The chip specialised in massively parallel computation. Built for games, it became the "fuel" for training and running AI.

Hallucination

When an AI confidently states something false but plausible. Hence the need to always verify what it produces.

LLM (language model) LLM

The engine of text assistants (ChatGPT, Claude, Mistral): trained on huge corpora, it predicts the next word to generate its answers.

Machine learning ML

The basis of modern AI: the machine learns from examples instead of following hand-written rules.

Multimodal

Describes an AI able to understand and produce several formats at once: text, image, audio, video.

Open / closed model

An "open" model (Llama, Mistral) can be downloaded and self-hosted; a "closed" model (GPT, Claude, Gemini) is only available via its service or API.

Prompt

The instruction you give the AI. The more precise it is (context, constraints, examples), the better the answer.

Token

The unit of text AI models read and produce (a word is roughly one to three tokens). It is the basis for how they are billed.

Getting found (SEO)

Core Web Vitals

Google’s metrics for a page’s speed and comfort. Poor scores push you down in results.

Google Business Profile

The free listing showing your business on Google and Maps (hours, reviews, directions). A local must-have.

Keywords

The words your customers type into Google. Your content must answer them to be found.

Local SEO

Being found for location-based searches ("plumber + town"). The #1 customer driver for a small business.

SEO SEO

The art of appearing in Google results without paying, by optimising your site and content.

Security & data

Backup

A copy of your site and data, kept separately.
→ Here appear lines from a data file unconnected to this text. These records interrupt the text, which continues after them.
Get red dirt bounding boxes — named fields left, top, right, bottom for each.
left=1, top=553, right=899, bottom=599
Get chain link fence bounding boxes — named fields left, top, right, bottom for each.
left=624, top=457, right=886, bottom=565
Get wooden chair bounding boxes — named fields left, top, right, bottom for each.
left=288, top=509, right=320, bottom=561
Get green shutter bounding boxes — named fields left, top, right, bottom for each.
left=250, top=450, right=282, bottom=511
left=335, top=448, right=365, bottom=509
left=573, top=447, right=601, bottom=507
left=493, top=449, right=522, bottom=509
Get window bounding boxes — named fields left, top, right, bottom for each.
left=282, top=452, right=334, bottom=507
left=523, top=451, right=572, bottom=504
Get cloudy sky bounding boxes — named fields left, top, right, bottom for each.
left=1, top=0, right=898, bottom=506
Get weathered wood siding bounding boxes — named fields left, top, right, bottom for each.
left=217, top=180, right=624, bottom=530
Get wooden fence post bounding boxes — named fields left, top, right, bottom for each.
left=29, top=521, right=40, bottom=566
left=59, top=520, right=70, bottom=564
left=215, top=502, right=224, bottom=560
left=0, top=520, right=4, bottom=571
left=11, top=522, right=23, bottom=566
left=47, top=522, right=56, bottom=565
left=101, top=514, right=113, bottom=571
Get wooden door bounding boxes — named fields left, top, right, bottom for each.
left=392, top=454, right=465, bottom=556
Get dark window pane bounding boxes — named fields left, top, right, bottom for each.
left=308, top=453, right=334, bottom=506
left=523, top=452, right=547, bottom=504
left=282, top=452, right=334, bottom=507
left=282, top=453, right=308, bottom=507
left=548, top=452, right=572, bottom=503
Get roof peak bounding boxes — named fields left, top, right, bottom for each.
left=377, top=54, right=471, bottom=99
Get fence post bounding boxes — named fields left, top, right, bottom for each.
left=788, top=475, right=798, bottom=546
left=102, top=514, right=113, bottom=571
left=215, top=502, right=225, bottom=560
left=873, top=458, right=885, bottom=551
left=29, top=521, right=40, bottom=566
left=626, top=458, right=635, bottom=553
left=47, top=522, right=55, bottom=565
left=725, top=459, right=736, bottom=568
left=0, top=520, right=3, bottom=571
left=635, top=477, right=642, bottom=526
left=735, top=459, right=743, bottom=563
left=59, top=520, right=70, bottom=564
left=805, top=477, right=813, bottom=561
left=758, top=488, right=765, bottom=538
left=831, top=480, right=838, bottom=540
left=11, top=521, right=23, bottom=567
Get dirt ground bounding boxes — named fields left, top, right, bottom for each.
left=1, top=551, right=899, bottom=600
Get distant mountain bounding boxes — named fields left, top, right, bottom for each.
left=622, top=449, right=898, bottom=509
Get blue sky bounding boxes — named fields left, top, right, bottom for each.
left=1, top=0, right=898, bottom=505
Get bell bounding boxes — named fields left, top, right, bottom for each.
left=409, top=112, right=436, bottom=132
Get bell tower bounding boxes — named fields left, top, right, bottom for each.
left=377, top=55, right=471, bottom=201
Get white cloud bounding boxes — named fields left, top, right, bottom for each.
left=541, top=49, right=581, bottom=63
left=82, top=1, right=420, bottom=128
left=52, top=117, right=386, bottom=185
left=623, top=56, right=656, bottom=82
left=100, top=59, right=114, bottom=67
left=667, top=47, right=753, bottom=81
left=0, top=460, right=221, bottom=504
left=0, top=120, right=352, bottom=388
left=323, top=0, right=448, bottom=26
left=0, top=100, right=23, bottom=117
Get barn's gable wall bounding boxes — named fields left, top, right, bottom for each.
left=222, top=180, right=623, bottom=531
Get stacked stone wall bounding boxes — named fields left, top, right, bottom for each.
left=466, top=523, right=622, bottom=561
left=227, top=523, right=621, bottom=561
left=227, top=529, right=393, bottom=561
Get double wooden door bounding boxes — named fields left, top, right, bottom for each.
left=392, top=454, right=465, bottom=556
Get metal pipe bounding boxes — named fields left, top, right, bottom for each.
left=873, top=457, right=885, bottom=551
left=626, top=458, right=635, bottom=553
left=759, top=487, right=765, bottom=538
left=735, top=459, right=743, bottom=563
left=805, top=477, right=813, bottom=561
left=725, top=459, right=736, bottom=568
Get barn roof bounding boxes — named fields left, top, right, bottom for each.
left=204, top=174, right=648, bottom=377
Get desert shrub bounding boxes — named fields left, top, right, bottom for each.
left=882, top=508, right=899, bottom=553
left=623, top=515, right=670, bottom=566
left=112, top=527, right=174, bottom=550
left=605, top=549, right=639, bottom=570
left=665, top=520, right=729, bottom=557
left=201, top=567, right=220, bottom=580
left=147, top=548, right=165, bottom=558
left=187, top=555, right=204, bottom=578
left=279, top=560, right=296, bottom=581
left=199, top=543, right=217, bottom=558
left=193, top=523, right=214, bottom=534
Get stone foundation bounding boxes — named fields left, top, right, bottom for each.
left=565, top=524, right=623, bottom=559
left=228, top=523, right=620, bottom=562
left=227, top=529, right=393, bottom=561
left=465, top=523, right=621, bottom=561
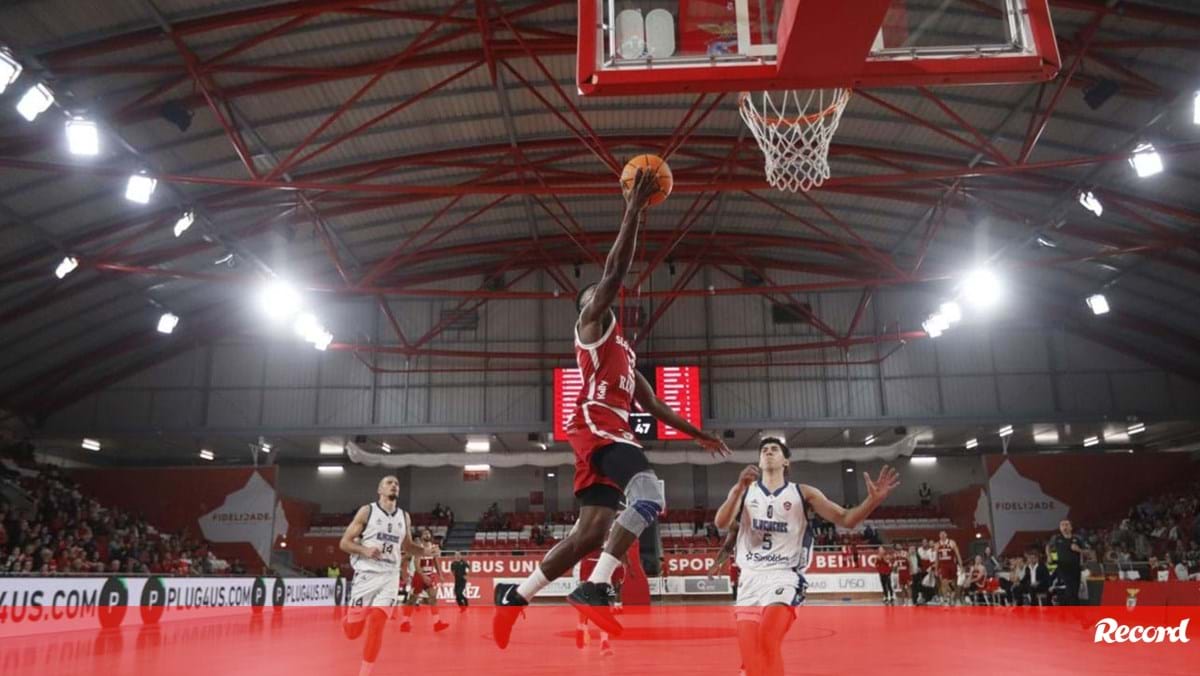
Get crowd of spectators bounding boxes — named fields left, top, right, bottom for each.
left=1093, top=480, right=1200, bottom=577
left=1, top=458, right=239, bottom=576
Essential in case of failure or hacking.

Phishing

A fake message imitating a brand to steal your credentials. Always check the sender and the address.

SSL / TLS / HTTPS TLS

The browser “padlock”: TLS (the successor of SSL) encrypts exchanges, which gives HTTPS. Mandatory and expected by visitors and Google alike.

Strong password

Long, unique and unpredictable. Use a password manager rather than reusing it everywhere.

Two-factor authentication 2FA

A 2nd proof of identity (code by SMS or app) on top of the password. The best protection for your accounts.